Fon, yoruba, dendi, bariba, adja, goun et bien d’autres langues retrouvent progressivement leur place sur les ondes, les écrans et les plateformes numériques au Bénin. Une dynamique qui vise à rapprocher l’information des populations, à préserver un patrimoine vivant et à redonner toute sa valeur aux langues porteuses de la mémoire collective. Avec Bénin TV Alafia, Radio Bénin Alafia et l’engagement croissant des médias privés, les voix du pays réinvestissent peu à peu l’espace public.

Une parole longtemps reléguée à la sphère privée

Pendant des décennies, le français a dominé l’espace médiatique national.

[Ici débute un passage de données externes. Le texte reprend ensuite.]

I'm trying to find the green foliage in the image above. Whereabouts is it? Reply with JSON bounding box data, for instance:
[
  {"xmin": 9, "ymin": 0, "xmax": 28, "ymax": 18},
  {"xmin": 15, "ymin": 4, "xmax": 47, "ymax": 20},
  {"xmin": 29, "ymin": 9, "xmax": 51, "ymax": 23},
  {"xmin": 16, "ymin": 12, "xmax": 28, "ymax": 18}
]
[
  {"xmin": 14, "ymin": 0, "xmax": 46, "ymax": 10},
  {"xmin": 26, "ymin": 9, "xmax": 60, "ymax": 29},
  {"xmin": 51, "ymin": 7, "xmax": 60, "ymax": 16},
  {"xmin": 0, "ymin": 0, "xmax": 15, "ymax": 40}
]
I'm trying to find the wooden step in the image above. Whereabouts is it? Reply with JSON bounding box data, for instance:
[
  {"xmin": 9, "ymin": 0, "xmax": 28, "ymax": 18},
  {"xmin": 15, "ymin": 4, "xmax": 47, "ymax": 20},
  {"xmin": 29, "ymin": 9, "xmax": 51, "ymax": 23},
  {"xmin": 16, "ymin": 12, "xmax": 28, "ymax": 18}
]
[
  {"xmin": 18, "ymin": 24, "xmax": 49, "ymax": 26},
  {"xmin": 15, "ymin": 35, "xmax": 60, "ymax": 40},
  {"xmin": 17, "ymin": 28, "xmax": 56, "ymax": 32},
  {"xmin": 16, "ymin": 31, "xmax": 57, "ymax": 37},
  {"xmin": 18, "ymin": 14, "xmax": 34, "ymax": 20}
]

Les langues nationales, elles, restaient confinées aux échanges familiaux, aux marchés, aux cérémonies traditionnelles et à certaines émissions de proximité.

Pourtant, ce sont elles qui accompagnent les premiers mots de l’enfant, structurent les échanges quotidiens et portent la transmission des valeurs, des proverbes et des récits. Elles traduisent une manière singulière de comprendre le monde et de le raconter.

Le service public ouvre une nouvelle étape

Le tournant s’est accéléré avec le développement du service public audiovisuel. Bénin TV Alafia et Radio Bénin Alafia consacrent désormais une large part de leurs programmes aux langues nationales : journaux, magazines, débats, émissions culturelles et sensibilisations.

Selon un responsable de production de la Société de Radio et Télévision du Bénin, « informer un citoyen dans sa langue, c’est lui parler avec plus de précision, mais aussi avec plus de respect ».

Cette orientation répond à une exigence simple : rendre l’information plus accessible et plus proche des réalités quotidiennes.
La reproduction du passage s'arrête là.